TA NAJWAŻNIEJSZA
Ta najważniejsza. Nie ojczyzna, nie dziewczyna, żona, kobieta a rodzina. Najlepiej partyjna. Postrzegana też jako podstawowa
komórka biologii społecznej i jako lepiszcze narodu. Tak kolokwialnie powiadają.
Lepiszcze scalające wszystkich pokrewnych i powinowatych, aż po członków
partii, od wnuczka do dziadka poprzez wujków,
stryjków, zięciów, synów, ciotki, żony, te pierwsze i następne, słowem wszystkie,
które przykładowo teoretycznie znajdziemy w rodzinie pierwszego i ostatniego
prezesa trudzącego się zawodem księcia prawa i sprawiedliwości. To wzorowa i
wzorcowa rodzina bez rodziny. Taka kukułcza. Wprawdzie jej jądro składa się z
samego prezesa i jego kota, ale wokół tegoż jądra kręcą się orbitalnie jacyś
tam przykładowo Tomaszewscy ze swoją osobistą rodziną, ale najważniejsza orbita
po której kreci się krwista postać z rodu Kaczyńskich to Martusia, córka bratowej i brata bliźniaczego
pana prezesa, wzorzec skromności, pobożności i aseksualności. Skoro tak, to
można ją zaliczyć obok kota do najbliższej postaci wokół Jarosława, tym
bardziej, iż jest nie tylko naturalną sierotą, ale również wielokrotną rozwódką
kościelną postanowieniami sądów biskupich. Jest wolna i niepokalana, jak Joanna
dArck, albo Najświętsza Panienka. A jej dzieci?- no cóż, to przypadkiem i przy
okazji. Do rodziny pana Jarosława można by zaliczyć wielu spokrewnionych ideowo
z Terleckim i Glapińskim na czele. Że brzydcy
z fizjonomii?, trudno, w każdej rodzinie zdarzają się obok Bradów Pittów, również
z fizjonomią Frankensteina. Nie o wygląd tu chodzi. Widocznie Stwórca ma takie
żartobliwe maniery i też lubi się pośmiać. To nic, że zdarzają się alkoholicy i
narkomani. Przeszłość za nami. Jeżeli przy tym są ubogaceni duchem i kasą, to
Bóg i Jędraszewski wybaczą. A skoro Bóg wybacza to i prezes rodziny musi. Do „jego rodziny”

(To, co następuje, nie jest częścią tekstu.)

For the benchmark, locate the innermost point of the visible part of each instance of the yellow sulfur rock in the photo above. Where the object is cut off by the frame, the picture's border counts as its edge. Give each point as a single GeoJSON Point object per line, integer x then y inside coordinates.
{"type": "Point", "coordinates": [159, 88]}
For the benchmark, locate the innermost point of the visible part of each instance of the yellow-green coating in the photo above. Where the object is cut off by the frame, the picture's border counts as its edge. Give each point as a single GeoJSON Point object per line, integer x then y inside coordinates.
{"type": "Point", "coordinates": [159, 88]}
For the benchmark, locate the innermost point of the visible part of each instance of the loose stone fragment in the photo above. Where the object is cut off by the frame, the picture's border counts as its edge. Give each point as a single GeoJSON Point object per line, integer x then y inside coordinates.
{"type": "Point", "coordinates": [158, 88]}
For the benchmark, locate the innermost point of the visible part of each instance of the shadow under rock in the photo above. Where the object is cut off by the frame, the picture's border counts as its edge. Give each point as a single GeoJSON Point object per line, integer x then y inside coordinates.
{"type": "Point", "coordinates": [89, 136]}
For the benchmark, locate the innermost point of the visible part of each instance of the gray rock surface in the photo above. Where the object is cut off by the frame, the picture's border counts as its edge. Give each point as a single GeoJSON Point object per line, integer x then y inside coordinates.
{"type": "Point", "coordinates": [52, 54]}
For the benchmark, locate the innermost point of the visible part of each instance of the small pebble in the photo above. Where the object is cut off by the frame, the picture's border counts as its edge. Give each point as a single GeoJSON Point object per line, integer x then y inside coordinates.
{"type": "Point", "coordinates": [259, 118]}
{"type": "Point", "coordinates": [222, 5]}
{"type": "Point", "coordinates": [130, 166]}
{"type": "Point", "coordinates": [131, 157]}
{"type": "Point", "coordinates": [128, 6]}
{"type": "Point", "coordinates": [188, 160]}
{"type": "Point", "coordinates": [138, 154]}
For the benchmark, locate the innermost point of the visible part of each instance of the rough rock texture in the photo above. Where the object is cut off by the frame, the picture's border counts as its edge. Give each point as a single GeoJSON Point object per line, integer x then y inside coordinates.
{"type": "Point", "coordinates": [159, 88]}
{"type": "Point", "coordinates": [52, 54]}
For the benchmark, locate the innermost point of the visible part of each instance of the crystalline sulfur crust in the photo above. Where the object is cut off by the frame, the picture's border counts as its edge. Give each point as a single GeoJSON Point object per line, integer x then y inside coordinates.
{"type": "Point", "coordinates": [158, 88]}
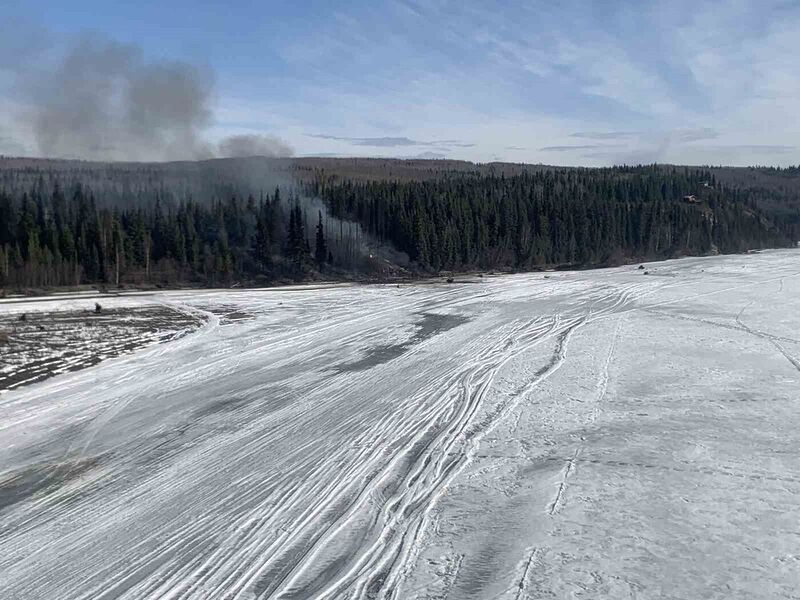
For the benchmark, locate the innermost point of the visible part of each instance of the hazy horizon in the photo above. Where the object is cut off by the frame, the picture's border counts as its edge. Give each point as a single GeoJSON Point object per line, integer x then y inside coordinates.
{"type": "Point", "coordinates": [702, 83]}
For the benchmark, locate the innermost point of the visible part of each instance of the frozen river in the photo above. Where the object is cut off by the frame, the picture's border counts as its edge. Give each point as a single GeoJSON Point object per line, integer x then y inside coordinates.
{"type": "Point", "coordinates": [596, 434]}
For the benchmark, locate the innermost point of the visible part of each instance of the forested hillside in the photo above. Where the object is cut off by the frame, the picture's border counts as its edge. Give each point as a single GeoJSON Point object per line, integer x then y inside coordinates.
{"type": "Point", "coordinates": [555, 216]}
{"type": "Point", "coordinates": [212, 223]}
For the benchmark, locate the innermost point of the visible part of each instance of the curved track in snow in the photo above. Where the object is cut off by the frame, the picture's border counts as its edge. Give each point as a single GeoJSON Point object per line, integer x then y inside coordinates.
{"type": "Point", "coordinates": [513, 437]}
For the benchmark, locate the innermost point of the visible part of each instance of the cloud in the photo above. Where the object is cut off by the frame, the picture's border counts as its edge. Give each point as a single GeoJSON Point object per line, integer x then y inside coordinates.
{"type": "Point", "coordinates": [253, 145]}
{"type": "Point", "coordinates": [605, 135]}
{"type": "Point", "coordinates": [573, 148]}
{"type": "Point", "coordinates": [390, 142]}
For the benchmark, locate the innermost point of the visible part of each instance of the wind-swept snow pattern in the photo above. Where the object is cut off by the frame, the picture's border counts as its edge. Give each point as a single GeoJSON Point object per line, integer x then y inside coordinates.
{"type": "Point", "coordinates": [600, 434]}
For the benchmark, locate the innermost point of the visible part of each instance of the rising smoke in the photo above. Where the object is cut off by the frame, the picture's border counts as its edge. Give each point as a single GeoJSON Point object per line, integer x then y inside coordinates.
{"type": "Point", "coordinates": [104, 100]}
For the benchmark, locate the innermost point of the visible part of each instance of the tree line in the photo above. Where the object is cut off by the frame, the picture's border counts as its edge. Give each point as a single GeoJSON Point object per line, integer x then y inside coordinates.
{"type": "Point", "coordinates": [64, 236]}
{"type": "Point", "coordinates": [553, 217]}
{"type": "Point", "coordinates": [71, 239]}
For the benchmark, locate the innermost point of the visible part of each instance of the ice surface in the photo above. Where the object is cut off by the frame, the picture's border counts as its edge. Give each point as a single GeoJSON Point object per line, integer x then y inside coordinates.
{"type": "Point", "coordinates": [598, 434]}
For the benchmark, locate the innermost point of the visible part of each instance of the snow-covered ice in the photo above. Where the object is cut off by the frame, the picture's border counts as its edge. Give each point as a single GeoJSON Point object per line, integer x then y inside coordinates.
{"type": "Point", "coordinates": [597, 434]}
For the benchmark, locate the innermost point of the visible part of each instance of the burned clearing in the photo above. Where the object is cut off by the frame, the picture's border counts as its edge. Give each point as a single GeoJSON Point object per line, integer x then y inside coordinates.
{"type": "Point", "coordinates": [35, 346]}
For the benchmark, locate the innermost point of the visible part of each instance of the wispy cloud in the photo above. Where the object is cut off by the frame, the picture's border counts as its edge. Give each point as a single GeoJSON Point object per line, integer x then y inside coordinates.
{"type": "Point", "coordinates": [573, 148]}
{"type": "Point", "coordinates": [390, 142]}
{"type": "Point", "coordinates": [698, 81]}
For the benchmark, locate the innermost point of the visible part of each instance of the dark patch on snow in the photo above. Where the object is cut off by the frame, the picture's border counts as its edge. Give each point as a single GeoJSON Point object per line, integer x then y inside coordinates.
{"type": "Point", "coordinates": [47, 344]}
{"type": "Point", "coordinates": [430, 325]}
{"type": "Point", "coordinates": [40, 480]}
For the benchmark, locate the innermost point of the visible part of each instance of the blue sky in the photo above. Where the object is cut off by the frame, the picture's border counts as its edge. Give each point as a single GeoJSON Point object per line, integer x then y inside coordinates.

zaliczają się także ci którzy na kanwie katastrofy smoleńskiej wydoili państwo jak
tłustą krasulę. Czołowym
Harem Gosiewskiego
przykładem są dwie sieroce żony Gosiewskiego, co to z
ubogich bab stały się milionerkami. Podobnie wnuczek suwnicowej Walentynowicz. Ten nierób akurat wyjątkowo
lekceważył ją za życia, dzisiaj robi karierę polityczną pod skrzydłami PiS.
Smutne to. Katastrofa ubogaciła materialnie wszystkie pisowskie rodziny, a
Kaczyński wreszcie dostał władzę. To tak
dla przytłumienia wątpliwego żalu po stracie kogoś bliskiego, może z litości?.
Aż gniew kipi, że takiej materialnej łaski nie dostąpiła załoga samolotu, która
dbała o luksus podróży książąt z „rodziny” prezesa. A co, nieprawda?. Bajdu,
bajdu, ale rodzina jest najważniejsza i tego się trzymajmy.